A MUM who stabbed a kitchen knife into her estranged husband’s Ford Transit has been jailed.

Lisa Rudman launched the drunken attack in a bid to stop the man taking away the couple’s two children.

The altercation was all captured on tape as 34-year-old Rudman had called 999 to ask police to throw her ex out of her Old Town home.

Swindon Crown Court heard 34-year-old Rudman’s husband, Edward, had gone to the family home in Bacon Close, Old Town, on October 4, 2018, to find the couple’s two children outside.

Mum Lisa had locked herself in the bathroom and was on the phone to police when Mr Rudman let himself into the house.

In the 999 call, which was played to the court, Rudman told the call handler she wanted her husband out the house: “He’s just threatening me and shouting at me.”

She could be heard screaming at her partner, telling him to get out. The phone was apparently dropped or thrown before Mr Rudman picked it up. He told the call handler: “She’s just out her head. She’s effing and blinding at everyone. She’s just locked the kids out the house.”

The 999 call recorded the moment Rudman followed her husband outside to his van in which he had placed the two boys. As he was reversing out the drive Rudman was said to have opened the passenger side door and lent across the children before stabbing a kitchen knife into the dashboard.

Mr Rudman could be heard telling the police call handler: “She’s got a knife. She’s going ballistic.”

Lisa Rudman, of Bacon Close, pleaded guilty in December to making threats with a knife – an offence that carries a mandatory minimum sentence of six months.

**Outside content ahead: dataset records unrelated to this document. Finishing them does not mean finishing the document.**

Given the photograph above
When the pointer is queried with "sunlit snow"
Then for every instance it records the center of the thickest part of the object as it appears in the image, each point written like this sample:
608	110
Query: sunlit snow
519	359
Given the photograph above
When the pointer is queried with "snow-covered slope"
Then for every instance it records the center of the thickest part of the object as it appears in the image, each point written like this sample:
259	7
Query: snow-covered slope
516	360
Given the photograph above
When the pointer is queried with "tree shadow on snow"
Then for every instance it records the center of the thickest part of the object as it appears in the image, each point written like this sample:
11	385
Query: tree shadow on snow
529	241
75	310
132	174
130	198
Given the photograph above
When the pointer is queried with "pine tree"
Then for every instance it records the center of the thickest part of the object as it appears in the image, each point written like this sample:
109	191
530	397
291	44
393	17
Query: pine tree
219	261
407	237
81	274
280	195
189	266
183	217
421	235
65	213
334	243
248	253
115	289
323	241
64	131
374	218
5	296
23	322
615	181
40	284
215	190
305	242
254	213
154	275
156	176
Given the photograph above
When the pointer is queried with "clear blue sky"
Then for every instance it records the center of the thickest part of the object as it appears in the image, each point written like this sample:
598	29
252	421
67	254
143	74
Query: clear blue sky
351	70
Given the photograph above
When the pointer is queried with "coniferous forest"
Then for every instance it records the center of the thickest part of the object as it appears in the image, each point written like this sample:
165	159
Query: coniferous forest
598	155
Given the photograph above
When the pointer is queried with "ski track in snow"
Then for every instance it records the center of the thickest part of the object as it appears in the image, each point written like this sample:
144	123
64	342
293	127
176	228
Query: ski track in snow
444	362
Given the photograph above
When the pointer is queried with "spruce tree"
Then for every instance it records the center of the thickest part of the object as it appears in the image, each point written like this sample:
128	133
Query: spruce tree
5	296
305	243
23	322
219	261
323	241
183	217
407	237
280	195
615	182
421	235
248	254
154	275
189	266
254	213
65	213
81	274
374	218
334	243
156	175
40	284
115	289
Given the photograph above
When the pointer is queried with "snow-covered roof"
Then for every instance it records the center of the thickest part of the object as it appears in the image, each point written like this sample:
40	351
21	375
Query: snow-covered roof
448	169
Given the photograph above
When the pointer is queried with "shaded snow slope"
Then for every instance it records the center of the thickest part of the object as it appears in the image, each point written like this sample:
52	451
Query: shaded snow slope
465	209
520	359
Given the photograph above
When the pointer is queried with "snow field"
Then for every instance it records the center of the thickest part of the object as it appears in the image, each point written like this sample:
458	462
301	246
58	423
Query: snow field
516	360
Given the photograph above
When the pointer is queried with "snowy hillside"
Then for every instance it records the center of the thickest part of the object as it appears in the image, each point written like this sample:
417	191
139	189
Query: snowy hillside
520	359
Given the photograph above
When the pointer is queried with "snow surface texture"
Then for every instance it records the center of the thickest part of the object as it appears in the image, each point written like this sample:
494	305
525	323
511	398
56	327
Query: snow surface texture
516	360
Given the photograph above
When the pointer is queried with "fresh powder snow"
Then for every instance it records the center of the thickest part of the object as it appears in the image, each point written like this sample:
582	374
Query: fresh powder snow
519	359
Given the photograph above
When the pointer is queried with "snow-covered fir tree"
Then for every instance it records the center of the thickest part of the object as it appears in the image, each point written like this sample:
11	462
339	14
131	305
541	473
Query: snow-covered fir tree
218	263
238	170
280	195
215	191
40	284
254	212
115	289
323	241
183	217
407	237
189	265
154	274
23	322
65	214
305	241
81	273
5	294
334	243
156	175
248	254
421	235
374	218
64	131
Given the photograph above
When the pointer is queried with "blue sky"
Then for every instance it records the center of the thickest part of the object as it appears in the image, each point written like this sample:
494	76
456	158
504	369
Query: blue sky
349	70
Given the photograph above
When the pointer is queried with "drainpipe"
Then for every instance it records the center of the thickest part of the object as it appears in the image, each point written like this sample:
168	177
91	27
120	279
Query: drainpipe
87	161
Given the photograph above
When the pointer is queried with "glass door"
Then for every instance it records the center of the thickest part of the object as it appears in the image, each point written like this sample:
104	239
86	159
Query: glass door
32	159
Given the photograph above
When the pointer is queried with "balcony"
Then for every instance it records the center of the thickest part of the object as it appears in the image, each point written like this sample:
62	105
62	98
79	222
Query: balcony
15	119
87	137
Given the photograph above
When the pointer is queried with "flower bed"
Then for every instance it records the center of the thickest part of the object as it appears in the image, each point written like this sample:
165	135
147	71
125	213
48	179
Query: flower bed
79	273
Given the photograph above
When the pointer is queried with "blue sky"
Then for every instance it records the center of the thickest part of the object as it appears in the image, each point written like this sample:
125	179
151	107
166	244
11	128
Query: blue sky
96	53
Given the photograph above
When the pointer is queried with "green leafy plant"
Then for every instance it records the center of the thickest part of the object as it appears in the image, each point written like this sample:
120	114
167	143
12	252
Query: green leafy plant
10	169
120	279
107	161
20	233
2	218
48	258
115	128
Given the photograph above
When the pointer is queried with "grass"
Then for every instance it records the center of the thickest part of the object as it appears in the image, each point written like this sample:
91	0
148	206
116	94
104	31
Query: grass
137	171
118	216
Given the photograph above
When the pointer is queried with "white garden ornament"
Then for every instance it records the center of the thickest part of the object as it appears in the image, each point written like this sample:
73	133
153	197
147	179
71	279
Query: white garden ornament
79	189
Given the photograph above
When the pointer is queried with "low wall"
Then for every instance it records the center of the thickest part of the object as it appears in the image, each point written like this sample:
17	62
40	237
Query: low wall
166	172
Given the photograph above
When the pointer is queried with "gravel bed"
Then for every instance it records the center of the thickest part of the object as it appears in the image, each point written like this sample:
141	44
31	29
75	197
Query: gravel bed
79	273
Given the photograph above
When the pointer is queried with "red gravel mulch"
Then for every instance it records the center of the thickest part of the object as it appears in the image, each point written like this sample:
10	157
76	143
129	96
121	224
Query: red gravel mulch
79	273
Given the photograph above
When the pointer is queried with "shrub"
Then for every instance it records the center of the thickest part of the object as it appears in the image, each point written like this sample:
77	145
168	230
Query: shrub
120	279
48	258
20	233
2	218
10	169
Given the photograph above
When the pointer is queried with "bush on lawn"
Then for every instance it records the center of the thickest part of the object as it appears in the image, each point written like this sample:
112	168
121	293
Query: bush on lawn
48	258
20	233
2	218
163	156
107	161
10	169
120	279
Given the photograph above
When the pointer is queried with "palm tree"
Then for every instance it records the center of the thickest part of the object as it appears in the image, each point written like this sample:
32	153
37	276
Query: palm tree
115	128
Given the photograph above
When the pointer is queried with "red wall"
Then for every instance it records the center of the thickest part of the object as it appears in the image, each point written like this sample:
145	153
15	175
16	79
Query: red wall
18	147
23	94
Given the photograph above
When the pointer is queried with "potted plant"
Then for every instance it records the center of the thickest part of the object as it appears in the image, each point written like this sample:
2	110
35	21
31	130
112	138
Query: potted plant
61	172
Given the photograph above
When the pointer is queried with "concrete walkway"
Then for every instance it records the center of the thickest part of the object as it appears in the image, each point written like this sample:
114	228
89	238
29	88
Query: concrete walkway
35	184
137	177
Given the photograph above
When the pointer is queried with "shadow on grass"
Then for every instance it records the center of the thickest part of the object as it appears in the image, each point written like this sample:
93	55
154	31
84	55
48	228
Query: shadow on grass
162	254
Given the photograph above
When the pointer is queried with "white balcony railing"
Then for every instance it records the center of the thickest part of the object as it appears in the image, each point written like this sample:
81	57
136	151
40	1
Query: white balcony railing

David Maunder, defending, said his client had been working with women’s charity the Nelson Trust and hoped to spend more time with her children.

The offences had taken place against a background of domestic abuse. The couple’s relationship was described as highly toxic, with a number of police call-outs to their home.

Jailing her for nine months at Swindon Crown Court this week, Judge Peter Crabtree accepted Rudman’s offence was not the sort of crime MPs had in mind when they passed the minimum sentence laws.

But he added: “Nonetheless, you went outside with a knife, plainly agitated, certainly inebriated and used it to threaten your ex-partner in a manner where there was an immediate risk of serious harm when your partner was in the vicinity.”